Abstract

Objective: Automated office blood pressure (AOBP), measured in the absence of health care professionals, may eliminate white-coat effect. In the SPRINT study, blood pressure was measured with this method, and therefore, it is important to study its relationships to manually measured office blood pressure (OBP) which is crucial for clinical decision making as it was used in the vast majority of other prospective studies in hypertension. Design and method: Stable treated hypertensive subjects were included in this study which was performed in six Czech hypertension centres. AOBP was measured with the BPTru device (six measurements, average of 2nd to 6th measurement is considered); after AOBP, blood pressure (BP) was measured six times in the office (three times with auscultatory method by the physician followed by three oscilometric measurements). 24-hour ambulatory BP monitoring (ABPM) was performed within one week from the clinical visit. Results: Data on 191 subjects aged 64 ± 12 years with OBP 127.3 ± 12.2/77.5 ± 10.0 mm Hg are reported. AOBP was by 9.6 ± 19.2/3.2 ± 12.6 mm Hg lower than OBP and the difference was relatively homogeneous in all the centres.
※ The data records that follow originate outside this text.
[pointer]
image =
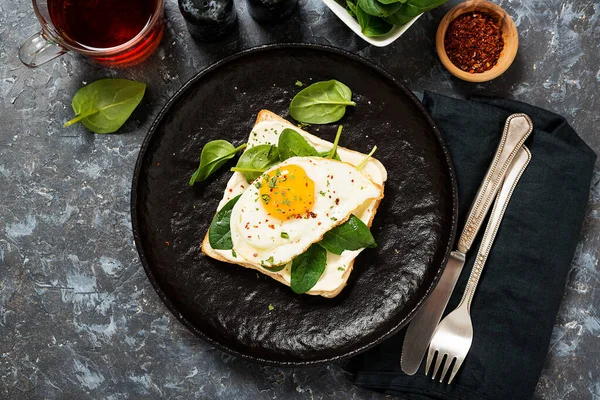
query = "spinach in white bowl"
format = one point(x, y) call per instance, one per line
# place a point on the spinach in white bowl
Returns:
point(380, 22)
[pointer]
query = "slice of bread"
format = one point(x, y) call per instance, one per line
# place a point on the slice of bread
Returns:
point(373, 165)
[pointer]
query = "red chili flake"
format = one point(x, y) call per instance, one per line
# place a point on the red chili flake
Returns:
point(474, 42)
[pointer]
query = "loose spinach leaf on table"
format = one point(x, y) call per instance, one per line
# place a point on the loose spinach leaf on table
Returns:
point(351, 235)
point(105, 105)
point(321, 103)
point(257, 160)
point(293, 144)
point(214, 155)
point(307, 268)
point(219, 233)
point(351, 8)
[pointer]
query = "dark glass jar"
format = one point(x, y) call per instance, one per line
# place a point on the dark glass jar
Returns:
point(209, 20)
point(270, 10)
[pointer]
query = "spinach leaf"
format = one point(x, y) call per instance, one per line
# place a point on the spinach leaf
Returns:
point(333, 151)
point(351, 235)
point(103, 106)
point(219, 233)
point(372, 26)
point(257, 160)
point(214, 155)
point(377, 9)
point(293, 144)
point(307, 268)
point(411, 9)
point(351, 8)
point(321, 103)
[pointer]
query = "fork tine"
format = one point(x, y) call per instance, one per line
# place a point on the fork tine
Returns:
point(445, 370)
point(438, 362)
point(430, 356)
point(455, 369)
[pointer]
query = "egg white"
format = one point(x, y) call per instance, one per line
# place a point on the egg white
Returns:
point(340, 188)
point(267, 132)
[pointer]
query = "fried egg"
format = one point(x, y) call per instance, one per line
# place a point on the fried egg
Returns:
point(293, 204)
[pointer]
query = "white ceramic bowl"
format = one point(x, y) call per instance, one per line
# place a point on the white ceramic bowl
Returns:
point(379, 41)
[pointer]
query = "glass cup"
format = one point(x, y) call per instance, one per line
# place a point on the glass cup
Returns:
point(50, 43)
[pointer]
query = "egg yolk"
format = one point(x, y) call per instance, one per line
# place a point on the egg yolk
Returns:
point(287, 192)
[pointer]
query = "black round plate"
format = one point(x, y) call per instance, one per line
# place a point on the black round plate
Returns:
point(228, 305)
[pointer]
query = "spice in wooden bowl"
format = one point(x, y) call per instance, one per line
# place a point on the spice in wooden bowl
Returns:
point(474, 42)
point(477, 41)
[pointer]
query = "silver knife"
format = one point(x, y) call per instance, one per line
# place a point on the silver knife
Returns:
point(420, 330)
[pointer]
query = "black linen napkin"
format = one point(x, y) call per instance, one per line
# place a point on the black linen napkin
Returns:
point(520, 291)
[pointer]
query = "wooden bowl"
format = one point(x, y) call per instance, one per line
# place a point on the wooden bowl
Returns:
point(509, 34)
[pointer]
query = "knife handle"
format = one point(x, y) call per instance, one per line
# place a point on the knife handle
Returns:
point(512, 178)
point(516, 129)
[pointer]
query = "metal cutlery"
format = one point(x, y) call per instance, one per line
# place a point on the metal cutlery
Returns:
point(420, 330)
point(452, 338)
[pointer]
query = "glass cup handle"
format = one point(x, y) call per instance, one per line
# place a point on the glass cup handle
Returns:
point(38, 49)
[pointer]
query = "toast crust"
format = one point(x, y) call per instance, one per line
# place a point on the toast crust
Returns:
point(265, 115)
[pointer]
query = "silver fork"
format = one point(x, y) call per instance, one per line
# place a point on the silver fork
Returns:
point(453, 336)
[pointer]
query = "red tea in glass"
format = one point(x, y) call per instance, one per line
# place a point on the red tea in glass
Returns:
point(115, 33)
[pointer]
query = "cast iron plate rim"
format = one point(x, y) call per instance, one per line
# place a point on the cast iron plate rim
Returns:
point(166, 108)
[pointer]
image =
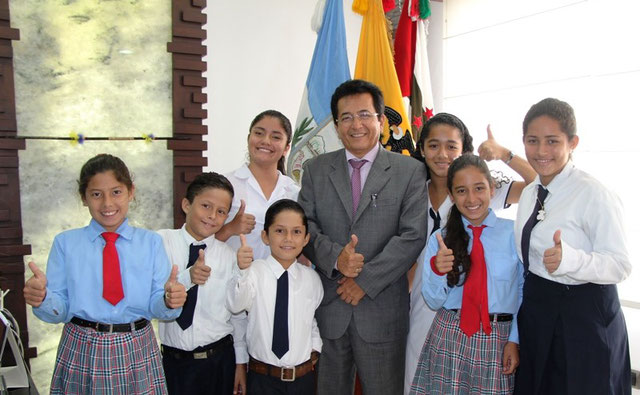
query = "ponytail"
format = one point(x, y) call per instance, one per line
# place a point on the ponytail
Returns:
point(457, 239)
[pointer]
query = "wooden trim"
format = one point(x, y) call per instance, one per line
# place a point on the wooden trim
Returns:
point(194, 113)
point(12, 249)
point(189, 80)
point(186, 52)
point(187, 48)
point(197, 97)
point(8, 33)
point(189, 32)
point(195, 16)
The AOBP-OBP difference was independent of age, number of antihypertensive drugs, presence of diabetes, lipid disorders or kidney disease; the interval from the morning drug intake had no influence either. We further compared the 4th to 6th BPTru measurement and 4th to 6th OBP measurement (i.e., only oscilometric measurements without and with presence of physician); it was 8.0/2.0 mm Hg. 24-hour mean BP was by 4.2/3.4 mm Hg lower than OBP and by 4.3/0.5 mm Hg higher than AOBP; the correlation coefficients of 24-hour mean BP with OBP and with AOBP did not differ (p for difference >0.10). Conclusions: AOBP gives comparable results in different clinical centres and thus, it can be introduced in clinical practice as a supplementary method to classic OBP. AOBP values are systematically lower than classic OBPand this phenomenon may partly explain the SPRINT results. Interindividual variability of the AOBP-OBP difference is large. The prediction of ABPM by AOBP is not better than by OBP.